AIM, the aircraft interiors designer and manufacturer, announced bumper first-half figures and a raft of new orders. Shares catapulted to a new high on the news prompting analysts to revise upwards their forecasts for the full year to April. In a strong `buy’ note, broker UBS has upgraded to a `conservative’ £6.3m pre-tax – a […]

AIM, the aircraft interiors designer and manufacturer, announced bumper first-half figures and a raft of new orders.
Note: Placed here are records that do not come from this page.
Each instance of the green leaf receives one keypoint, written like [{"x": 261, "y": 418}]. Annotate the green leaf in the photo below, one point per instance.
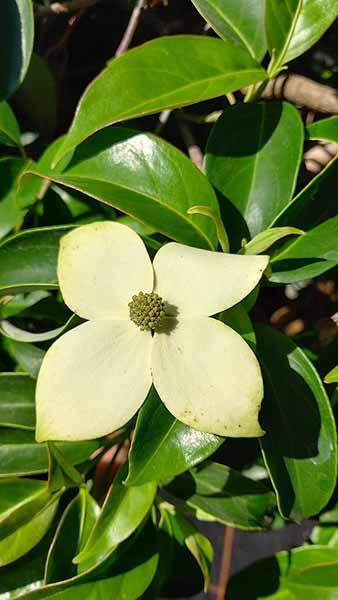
[
  {"x": 16, "y": 43},
  {"x": 273, "y": 577},
  {"x": 293, "y": 26},
  {"x": 18, "y": 499},
  {"x": 21, "y": 266},
  {"x": 123, "y": 511},
  {"x": 17, "y": 401},
  {"x": 252, "y": 159},
  {"x": 315, "y": 202},
  {"x": 238, "y": 319},
  {"x": 27, "y": 356},
  {"x": 77, "y": 520},
  {"x": 146, "y": 178},
  {"x": 224, "y": 495},
  {"x": 308, "y": 255},
  {"x": 9, "y": 128},
  {"x": 28, "y": 534},
  {"x": 21, "y": 455},
  {"x": 128, "y": 579},
  {"x": 20, "y": 335},
  {"x": 35, "y": 100},
  {"x": 325, "y": 129},
  {"x": 299, "y": 447},
  {"x": 332, "y": 376},
  {"x": 185, "y": 533},
  {"x": 262, "y": 241},
  {"x": 165, "y": 73},
  {"x": 240, "y": 22},
  {"x": 163, "y": 447}
]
Shares catapulted to a new high on the news prompting analysts to revise upwards their forecasts for the full year to April.

In a strong `buy’ note, broker UBS has upgraded to a `conservative’ £6.3m pre-tax – a 75% increase on the 1996 figure – and concedes it may have to upgrade again as orders head for new records.

The broker, which also looks for a 45% dividend increase, rates AIM `one of the purest plays on the civil aerospace cycle in the UK’. More than 90% of sales are in civil transport and helicopter markets.

Reporting first half profits up threefold at £2.8m, on sales up 49% at £36m, Jeff Smith, chairman and chief executive, unveiled orders including £30m of Nimrod 2000 interiors and £6.5m of Boeing 747 cabin refurbishments for a European carrier – its first wide-body order.

AIM’s Northwest Airlines DC9 refurbishment contract has been extended to another 27 aircraft, making a total 178.

UBS looks for £6.8m pre-tax for next year and £7.5m the year after, with 1p added annually to this year’s estimated 8p dividend.